Goodness, what a lot of questions :)
which of the following should I use?
If you're not capturing you never need .* or .+ A simple unanchored
spider
is all you need if you're looking for "any user-agent that contains the string 'spider' anywhere". Here [NC] is OK, because presumably you don't care if your unattractive robot calls itself Spider or SPIDER or even spIder instead.
which contains the country code .ru (as a lot of referer spam does)
Yes indeed. Matter of fact
:: shuffling papers ::
RewriteCond %{HTTP_REFERER} \.(ru|ua)(/|$) [NC]
RewriteCond %{HTTP_REFERER} !(google|yandex|mail)\.
RewriteRule (^|\.html|/)$ - [F]
That's my current version. I constrain most rules to requests for pages, so the server doesn't have to slow down and evaluate everything. If there's a request for an image, it was either referred by a page-- which has already been authorized-- or it's a hotlink-- which gets its own set of rules.
I have registered a few domain names which are very similar to my own. <snip> I have noticed that some domains that definitely have been registered have no associated dns. How do I make this possible?

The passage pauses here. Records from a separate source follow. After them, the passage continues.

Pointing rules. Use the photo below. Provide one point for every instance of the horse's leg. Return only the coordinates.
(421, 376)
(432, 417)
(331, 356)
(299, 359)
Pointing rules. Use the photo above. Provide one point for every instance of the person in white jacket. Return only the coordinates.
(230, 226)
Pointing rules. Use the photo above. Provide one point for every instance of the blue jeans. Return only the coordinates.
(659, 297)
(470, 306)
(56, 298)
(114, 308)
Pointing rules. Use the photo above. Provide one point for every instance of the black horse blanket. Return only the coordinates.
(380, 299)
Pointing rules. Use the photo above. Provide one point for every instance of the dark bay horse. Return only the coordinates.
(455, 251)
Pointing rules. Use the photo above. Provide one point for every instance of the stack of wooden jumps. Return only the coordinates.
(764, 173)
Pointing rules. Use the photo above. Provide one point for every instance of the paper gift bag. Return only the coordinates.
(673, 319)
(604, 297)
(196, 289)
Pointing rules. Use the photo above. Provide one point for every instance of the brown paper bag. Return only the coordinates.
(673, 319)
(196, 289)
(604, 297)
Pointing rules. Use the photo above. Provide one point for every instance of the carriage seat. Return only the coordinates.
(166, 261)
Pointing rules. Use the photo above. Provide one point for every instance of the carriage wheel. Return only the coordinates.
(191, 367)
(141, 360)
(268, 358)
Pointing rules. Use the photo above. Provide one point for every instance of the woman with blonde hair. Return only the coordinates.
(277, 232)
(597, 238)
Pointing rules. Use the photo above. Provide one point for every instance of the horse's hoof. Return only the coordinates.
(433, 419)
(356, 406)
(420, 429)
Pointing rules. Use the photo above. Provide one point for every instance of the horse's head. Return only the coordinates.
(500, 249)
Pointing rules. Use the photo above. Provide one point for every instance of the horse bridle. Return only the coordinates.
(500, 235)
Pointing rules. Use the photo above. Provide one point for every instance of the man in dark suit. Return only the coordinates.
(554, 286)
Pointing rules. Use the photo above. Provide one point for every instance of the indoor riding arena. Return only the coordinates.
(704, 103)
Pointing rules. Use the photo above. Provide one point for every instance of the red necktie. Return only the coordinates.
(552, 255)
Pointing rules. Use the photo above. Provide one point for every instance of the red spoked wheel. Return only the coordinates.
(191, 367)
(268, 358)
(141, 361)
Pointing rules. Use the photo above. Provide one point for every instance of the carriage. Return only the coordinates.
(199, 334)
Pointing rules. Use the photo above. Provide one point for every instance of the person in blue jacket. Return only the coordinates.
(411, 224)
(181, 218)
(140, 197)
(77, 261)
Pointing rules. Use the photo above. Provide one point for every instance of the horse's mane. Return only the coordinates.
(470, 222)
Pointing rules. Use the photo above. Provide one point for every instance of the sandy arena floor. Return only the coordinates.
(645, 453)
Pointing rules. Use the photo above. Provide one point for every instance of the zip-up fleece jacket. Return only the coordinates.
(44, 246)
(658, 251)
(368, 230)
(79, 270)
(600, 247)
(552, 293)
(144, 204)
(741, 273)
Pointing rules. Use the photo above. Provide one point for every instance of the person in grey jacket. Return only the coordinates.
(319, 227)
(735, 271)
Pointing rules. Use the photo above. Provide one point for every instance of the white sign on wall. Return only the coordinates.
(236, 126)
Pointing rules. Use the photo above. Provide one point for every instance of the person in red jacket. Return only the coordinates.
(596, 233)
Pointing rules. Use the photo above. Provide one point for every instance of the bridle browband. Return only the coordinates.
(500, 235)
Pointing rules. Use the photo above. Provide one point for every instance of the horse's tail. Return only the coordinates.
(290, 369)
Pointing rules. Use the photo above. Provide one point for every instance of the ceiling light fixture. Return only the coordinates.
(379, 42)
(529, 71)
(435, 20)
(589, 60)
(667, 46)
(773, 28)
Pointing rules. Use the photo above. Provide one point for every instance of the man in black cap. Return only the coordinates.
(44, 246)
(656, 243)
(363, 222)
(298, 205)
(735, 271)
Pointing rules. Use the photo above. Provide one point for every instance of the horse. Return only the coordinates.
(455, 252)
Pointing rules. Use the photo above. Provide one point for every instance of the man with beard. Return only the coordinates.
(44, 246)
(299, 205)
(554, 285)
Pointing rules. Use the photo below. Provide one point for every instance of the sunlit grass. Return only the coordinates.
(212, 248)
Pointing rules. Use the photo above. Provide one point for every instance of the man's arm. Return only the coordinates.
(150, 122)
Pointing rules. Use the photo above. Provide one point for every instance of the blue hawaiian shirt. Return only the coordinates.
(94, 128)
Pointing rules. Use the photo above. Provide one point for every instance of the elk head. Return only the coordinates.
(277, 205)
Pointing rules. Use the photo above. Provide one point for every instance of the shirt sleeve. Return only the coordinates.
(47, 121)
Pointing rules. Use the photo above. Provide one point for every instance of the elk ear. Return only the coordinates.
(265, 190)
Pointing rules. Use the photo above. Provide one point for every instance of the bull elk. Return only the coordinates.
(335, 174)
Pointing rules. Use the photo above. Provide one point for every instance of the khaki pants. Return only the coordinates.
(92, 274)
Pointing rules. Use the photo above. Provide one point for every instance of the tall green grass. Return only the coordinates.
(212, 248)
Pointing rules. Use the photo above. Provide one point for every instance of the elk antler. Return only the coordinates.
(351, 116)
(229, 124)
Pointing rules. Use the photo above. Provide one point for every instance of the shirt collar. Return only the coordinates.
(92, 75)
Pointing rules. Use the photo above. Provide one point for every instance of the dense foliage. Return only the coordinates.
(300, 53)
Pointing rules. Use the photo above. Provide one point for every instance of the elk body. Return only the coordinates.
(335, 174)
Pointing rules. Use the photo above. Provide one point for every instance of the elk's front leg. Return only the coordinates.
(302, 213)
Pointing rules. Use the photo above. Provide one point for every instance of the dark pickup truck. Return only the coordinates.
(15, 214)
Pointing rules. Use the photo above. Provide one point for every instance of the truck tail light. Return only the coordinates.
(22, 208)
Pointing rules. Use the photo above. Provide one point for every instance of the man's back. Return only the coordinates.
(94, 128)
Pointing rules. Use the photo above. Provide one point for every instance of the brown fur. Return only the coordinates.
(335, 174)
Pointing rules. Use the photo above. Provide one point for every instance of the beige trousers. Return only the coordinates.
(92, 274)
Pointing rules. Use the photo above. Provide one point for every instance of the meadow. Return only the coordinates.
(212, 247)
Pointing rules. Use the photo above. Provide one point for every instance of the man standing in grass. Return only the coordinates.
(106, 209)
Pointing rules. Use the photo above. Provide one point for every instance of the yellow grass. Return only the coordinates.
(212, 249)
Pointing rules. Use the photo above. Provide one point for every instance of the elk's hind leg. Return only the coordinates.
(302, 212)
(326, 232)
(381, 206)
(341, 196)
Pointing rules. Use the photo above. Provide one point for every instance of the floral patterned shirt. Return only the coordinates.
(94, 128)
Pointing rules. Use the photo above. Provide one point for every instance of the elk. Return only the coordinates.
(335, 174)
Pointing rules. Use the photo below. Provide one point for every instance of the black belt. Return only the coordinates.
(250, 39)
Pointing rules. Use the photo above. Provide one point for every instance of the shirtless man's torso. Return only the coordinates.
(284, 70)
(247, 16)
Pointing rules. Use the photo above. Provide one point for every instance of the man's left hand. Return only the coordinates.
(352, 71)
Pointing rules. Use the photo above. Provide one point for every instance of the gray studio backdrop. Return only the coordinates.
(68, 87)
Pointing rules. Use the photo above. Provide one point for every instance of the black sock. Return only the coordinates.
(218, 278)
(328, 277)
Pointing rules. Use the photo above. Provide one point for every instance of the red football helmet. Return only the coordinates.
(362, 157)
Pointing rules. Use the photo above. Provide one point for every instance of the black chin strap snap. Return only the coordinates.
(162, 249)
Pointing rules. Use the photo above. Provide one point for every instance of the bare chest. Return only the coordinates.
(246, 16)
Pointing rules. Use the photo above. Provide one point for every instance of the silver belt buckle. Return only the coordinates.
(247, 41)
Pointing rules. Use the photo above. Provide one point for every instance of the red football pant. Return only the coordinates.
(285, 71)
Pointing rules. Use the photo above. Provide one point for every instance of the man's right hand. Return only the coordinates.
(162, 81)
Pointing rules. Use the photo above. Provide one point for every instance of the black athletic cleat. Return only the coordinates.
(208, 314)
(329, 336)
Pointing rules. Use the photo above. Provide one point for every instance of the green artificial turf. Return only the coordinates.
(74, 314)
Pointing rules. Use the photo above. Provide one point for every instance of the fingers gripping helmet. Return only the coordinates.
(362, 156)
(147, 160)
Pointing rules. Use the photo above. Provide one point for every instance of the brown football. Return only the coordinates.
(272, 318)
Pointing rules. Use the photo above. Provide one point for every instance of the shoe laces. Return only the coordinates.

I think you're conflating two different things. One's the domain
name; the other is the domain's
physical location. It is perfectly OK to have a registered domain but no site. The user's browser then puts up the error message that says "Although it appears to be a valid name, no server could be found". The only reason all those domains belonging to domain-name dragons resolve to a parking page is that they
want users to know the name is for sale.
But really, if it's a legitimate typo domain, wouldn't you be better off with either a sitewide page-for-page redirect or a single human-readable page that says
:: shuffling papers again ::
Are you looking for Widget World? The site with the transcoders and morphological analyzer and other good things too numerous to list? You want <a href = "http://www.example.ca/">dot ca</a>. This is dot com.

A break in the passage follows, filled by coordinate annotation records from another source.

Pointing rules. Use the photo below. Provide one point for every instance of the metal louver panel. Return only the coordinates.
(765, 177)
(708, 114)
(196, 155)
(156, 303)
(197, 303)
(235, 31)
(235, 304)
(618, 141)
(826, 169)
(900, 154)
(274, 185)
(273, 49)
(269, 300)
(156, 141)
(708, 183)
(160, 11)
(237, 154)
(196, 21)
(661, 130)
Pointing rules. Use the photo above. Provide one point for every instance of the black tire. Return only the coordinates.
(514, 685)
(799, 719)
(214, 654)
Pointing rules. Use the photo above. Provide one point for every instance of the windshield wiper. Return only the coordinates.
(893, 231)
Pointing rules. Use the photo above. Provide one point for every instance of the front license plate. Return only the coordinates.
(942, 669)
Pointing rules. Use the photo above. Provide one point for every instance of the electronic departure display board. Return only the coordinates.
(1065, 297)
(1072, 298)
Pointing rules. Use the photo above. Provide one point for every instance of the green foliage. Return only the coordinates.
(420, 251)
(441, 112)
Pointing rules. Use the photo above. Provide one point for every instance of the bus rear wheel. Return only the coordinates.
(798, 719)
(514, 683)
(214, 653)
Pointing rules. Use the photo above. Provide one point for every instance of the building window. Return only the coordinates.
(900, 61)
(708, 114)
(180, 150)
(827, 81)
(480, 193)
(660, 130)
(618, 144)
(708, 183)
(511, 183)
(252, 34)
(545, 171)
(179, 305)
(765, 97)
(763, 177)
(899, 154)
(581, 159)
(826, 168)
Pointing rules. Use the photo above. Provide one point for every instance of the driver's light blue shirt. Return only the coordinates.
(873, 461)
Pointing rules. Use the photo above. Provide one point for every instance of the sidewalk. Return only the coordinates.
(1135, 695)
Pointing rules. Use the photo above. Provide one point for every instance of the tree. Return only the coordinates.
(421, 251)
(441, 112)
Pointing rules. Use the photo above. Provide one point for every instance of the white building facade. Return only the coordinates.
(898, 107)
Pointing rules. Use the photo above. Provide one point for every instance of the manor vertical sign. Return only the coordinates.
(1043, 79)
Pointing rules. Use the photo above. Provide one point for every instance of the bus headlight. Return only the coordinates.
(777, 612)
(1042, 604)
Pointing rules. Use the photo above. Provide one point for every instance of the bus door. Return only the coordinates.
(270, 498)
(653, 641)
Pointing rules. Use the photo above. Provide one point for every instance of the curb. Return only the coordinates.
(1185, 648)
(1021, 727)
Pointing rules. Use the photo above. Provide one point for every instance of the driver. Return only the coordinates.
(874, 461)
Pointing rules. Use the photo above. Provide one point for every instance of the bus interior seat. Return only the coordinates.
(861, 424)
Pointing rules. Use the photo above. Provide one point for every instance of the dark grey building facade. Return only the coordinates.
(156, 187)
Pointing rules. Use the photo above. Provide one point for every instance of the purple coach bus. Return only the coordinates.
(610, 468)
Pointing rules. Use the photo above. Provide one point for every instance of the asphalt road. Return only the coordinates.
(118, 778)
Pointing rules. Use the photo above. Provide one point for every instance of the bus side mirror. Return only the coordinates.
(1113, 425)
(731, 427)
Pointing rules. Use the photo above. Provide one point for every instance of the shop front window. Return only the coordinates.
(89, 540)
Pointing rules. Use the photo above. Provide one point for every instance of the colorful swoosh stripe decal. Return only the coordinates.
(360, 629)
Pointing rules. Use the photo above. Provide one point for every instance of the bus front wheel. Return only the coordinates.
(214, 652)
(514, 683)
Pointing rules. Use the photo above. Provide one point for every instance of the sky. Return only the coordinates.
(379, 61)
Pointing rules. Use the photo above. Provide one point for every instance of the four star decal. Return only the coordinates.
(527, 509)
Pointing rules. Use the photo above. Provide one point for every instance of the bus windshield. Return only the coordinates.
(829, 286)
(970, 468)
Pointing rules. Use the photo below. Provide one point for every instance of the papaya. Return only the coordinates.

(Since it's an ARIN range, the link doesn't give robots any information they didn't already have. If it were RIPE I wouldn't have used a live link.)
I'm stuck between using one of the following:
RewriteRule .? - [F,L]
RewriteRule /* http://www.example.com[G,L]
Basically is it best to use the F or G flag? And is it a good idea to redirect to something like the Google search page?
Both [F] and [G] carry an implied [L] flag. It does no harm, but isn't needed.
Is /* a typo? As written, it means "the request might contain a directory slash". A simple .? is enough if you're leading up to an unqualified [F].
NEVER redirect to some innocent third-party site. Some robots go away faster if you redirect either to 127.0.0.1 or to their own originating IP-- and it's a teeny bit less work for the server, since all it sends back is the redirect header. But really it's more about emotional satisfaction.
The form
any-target-here [G]
or
any-target-here [F]
is meaningless. It won't kill the server, but a "target" with any 400-class flag is simply ignored. As with redirects, some robots
might go away faster if you lie and say the page doesn't exist at all. But after a while it becomes easier just to say [F] when that's what you mean.
Fail would take them to a 404 but if I didn't want them to get a 404 would the redirect to google and the G flag do exactly that?
Fail isn't 404, it's 403. Either way, it's
very unlikely that the robot will look at your actual 403/404 page, or even the generic server-generated one. Coincidentally this subject came up in another thread very recently. I have a stylesheet that's used only by my error documents. So nobody knows it exists unless they've seen the requesting page. Until a couple of days ago, the googlebot had
never requested this stylesheet. So you have to assume that even a major search engine doesn't actually read your error documents. (afaik, a "noindex" tag on the page doesn't in-and-of-itself prevent the search engine from asking for supporting documents.)
Lastly, does the following actually work?
deny from .ru
It might, but don't do it. Someone else will explain the techicalia. In essence if your Allow/Deny lines contain
anything other than a normal IP address in CIDR form, the logs turn into an unreadable mess. And behind that mess lies extra work for your server.